Ma un pensiero la rassicurava, che cioè non aveva fatto nulla, proprio nulla, perché quest’affetto mostruoso nascesse.
Ora, quasi ogni giorno sul tramonto, vedeva il Falcone passare per la via del Papireto e alzare gli occhi al balcone della sua stanza. Il primo giorno, volle mostrarlo a Maria; non s’aspettava ch’egli dovesse alzare il capo a guardare.
– Guarda qua? Come mai?
Così ebbe la prima prova di quell’amore, a cui già per tanti segni men chiari non aveva saputo né voluto prestar fede. D’allora in poi, non si lasciò più scorgere dietro la vetrata; ma di nascosto vedeva il Falcone ripassare ogni giorno e guardare in alto, due, tre volte.

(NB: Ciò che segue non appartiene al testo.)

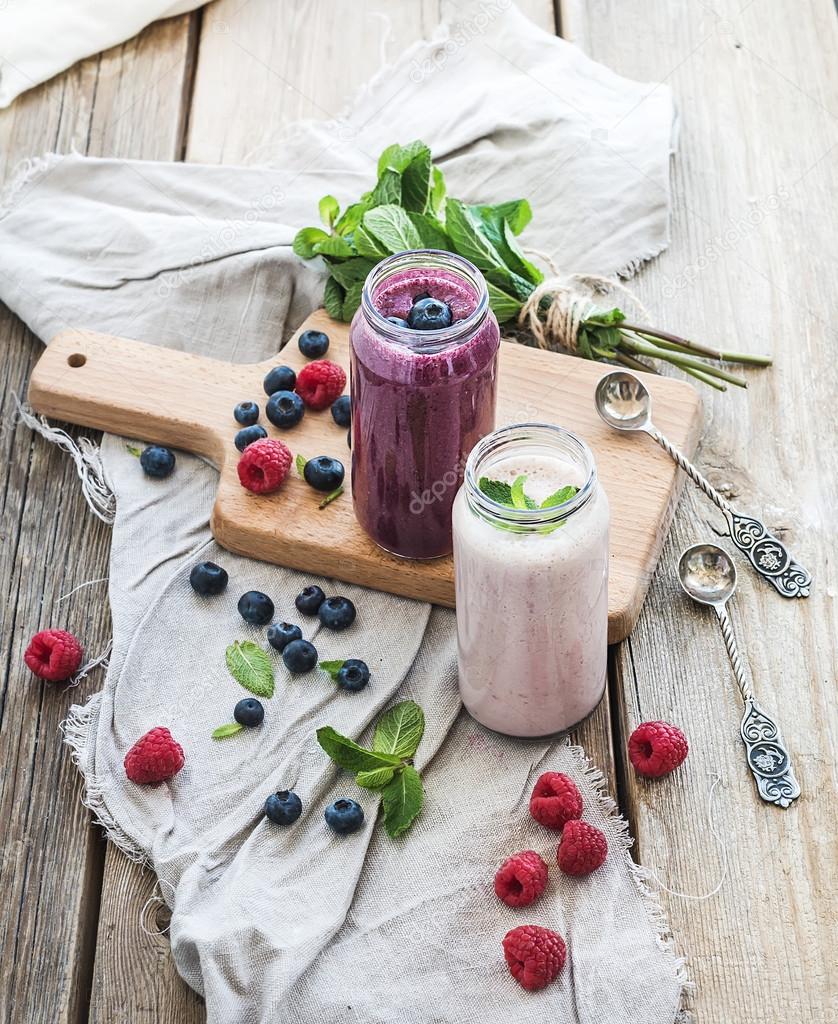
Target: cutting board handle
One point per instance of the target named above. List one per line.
(134, 389)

Adesso, dopo i sogni della notte gravi d’incubi e di visioni strane, agitati da continue smanie; dopo il duro urto nel riaprire gli occhi stanchi alla realtà nuda e monotona della sua esistenza, in mezzo a quel rifiorire fascinoso della stagione; ogni mattina l’apprensione di sentirsi sola le cresceva; i nervi le vibravano, andando, quasi fosse sotto l’imminenza d’ignoti pericoli; né sapeva più rinfrancarsi appena entrata nel Collegio.
Come contenersi di fronte al Falcone? Mostrargli che si fosse accorta, non voleva; ma come dissimulare, se ogni mattina era ancora invasa dall’orrore dei sogni, nei quali la figura del Falcone le appariva quasi sempre e talvolta meno mostruosa della realtà? A trattarlo come prima, temeva quella passione non si nutrisse di qualche lusinga, di qualche inganno pietoso.
Né il Mormoni la divertiva più come nei primi giorni. La sola vista di lui ora le produceva anzi tal rabbia, che lo avrebbe schiaffeggiato. E stizza e fastidio le cagionava la timidezza angosciosa del Nusco.
«Lei non mi secchi!», avrebbe voluto gridargli in faccia, sicura di sprofondarlo con quelle quattro parole un palmo sotterra, dalla vergogna.